Speaking of goal-setting… The school year is at that strange point where we’re living in two years – living in the second semester of this year while simultaneously planning and preparing for next year. I always struggle with this, especially because I have a hard enough time as it is staying in the moment.

I’m hoping that I can simplify my work load some next year. I hate feeling like I can’t be the best teacher possible because I’m pulled too many directions. I always have professional goals each school year where I focus on areas of instruction that I want to improve. My goals this year are smaller in scope than usual. Of course, maybe that’s okay. I know that I have a tendency to put more on myself than I need to.
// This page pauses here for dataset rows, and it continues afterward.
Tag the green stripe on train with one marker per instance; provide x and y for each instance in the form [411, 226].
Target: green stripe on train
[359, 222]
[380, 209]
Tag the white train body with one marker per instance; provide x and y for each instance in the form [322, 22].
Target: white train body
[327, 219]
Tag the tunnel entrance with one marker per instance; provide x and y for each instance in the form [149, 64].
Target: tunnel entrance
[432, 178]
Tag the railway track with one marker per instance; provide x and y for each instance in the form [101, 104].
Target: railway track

I’ve been doing a little better than I was at the beginning of the school year at taking care of myself. I finally reinstated my habit of a daily gratitude journal. I had it set to send me a reminder at 7:00 every morning. At that point, I’m already at work and I always found something “better” that needed doing. So now, I pause in my car in the parking lot at work and I don’t open my door until I have listed three things in my gratitude app. Linking these two things seems to have done the trick.
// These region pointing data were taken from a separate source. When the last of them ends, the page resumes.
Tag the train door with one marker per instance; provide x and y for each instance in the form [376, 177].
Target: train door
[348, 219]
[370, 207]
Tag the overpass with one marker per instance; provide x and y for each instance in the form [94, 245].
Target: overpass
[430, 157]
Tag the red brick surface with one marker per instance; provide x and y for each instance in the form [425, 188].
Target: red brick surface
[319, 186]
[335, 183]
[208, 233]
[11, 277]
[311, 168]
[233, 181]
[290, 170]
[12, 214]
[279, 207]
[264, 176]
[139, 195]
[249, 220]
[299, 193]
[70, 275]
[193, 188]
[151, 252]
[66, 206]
I’ve also been able to get some “smiles” on the calendar. I’m heading to San Antonio for a long weekend in February for some time with my mom and (weather permitting) Mexican food on outdoor patios. In May, my husband and I are planning on going to a heavy metal music festival over a weekend in Florida. I’ve never been to this type of music festival. I’ll definitely have to pace myself, since I always end up with whiplash from a single concert. I’m really looking forward to it, however, because I find that heavy metal is one of the few ways that I can forget that I am apparently a grown-up with grown-up responsibilities. A weekend with nothing to do but hand out at the beach during the day and lose my voice screaming along with my favorite bands at sounds sounds amazing.

Then, this summer, I plan to go to Latvia (I know, right?!?) to visit a friend and explore the surrounding area. I’m a little nervous about navigating foreign airports alone, but the excitement of seeing a whole new area of the world more than makes up for it. I still feel guilty for spending money (thanks to my ex husband), but damn, it feels good to finally be at the point where I have the option.
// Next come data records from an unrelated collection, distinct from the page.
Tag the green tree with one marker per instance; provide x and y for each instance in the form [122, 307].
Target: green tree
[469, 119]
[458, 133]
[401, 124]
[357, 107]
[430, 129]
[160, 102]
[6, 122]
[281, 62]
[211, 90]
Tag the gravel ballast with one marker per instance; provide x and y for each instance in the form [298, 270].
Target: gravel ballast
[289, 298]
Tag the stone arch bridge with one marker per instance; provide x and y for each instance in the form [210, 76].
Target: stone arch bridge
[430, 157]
Speaking of progress, these “ten years ago” pictures that have been going around have really made me reflect upon my last decade. I haven’t shared any pictures, but there’s one that keeps coming to mind. Ten years ago this summer is when my ex left and my life imploded. Two weeks after his exit text, my mom and I were in the state where he was arrested for bigamy. There’s picture of me with the officer that arrested and questioned my husband. I hadn’t brushed my hair or eaten in two weeks. I was weak-looking, but I had a smile because I was hoping that I would soon have some answers and some justice. Little did I know how elusive they would prove to be.

My pictures now definitely show the aging process. If left to its own devices, my hair would be fully salt-and-pepper now. My face, which was slow to age, has now begun to wrinkle as the skin becomes a little thinner. I’m at a healthy weight, yet the weight room cannot defeat gravity and certain areas have started to settle. And the beginning of middle-age check-ups and tests is a reality now.

The changes are not only physical. I have a tendency to be a little more in my head now, a little more cautious. Yet, at the same time, I’ve tackled things I never would have braced before and I’m proud of that. I also like the wisdom and compassion I’ve gained in the last decade. Those were hard-won. Like with any time span, it’s had its share of smiles and tears, successes and defeats, additions and losses. And the good thing about aging is that it becomes a little easier to accept each of those in turn.

For today, I’m enjoying a day off work with a morning hot yoga class and endless mugs of tea. Oh, and plenty of puppy snuggles. Sounds like a perfect way to spend a mid-winter’s day. I hope you’re enjoying yours.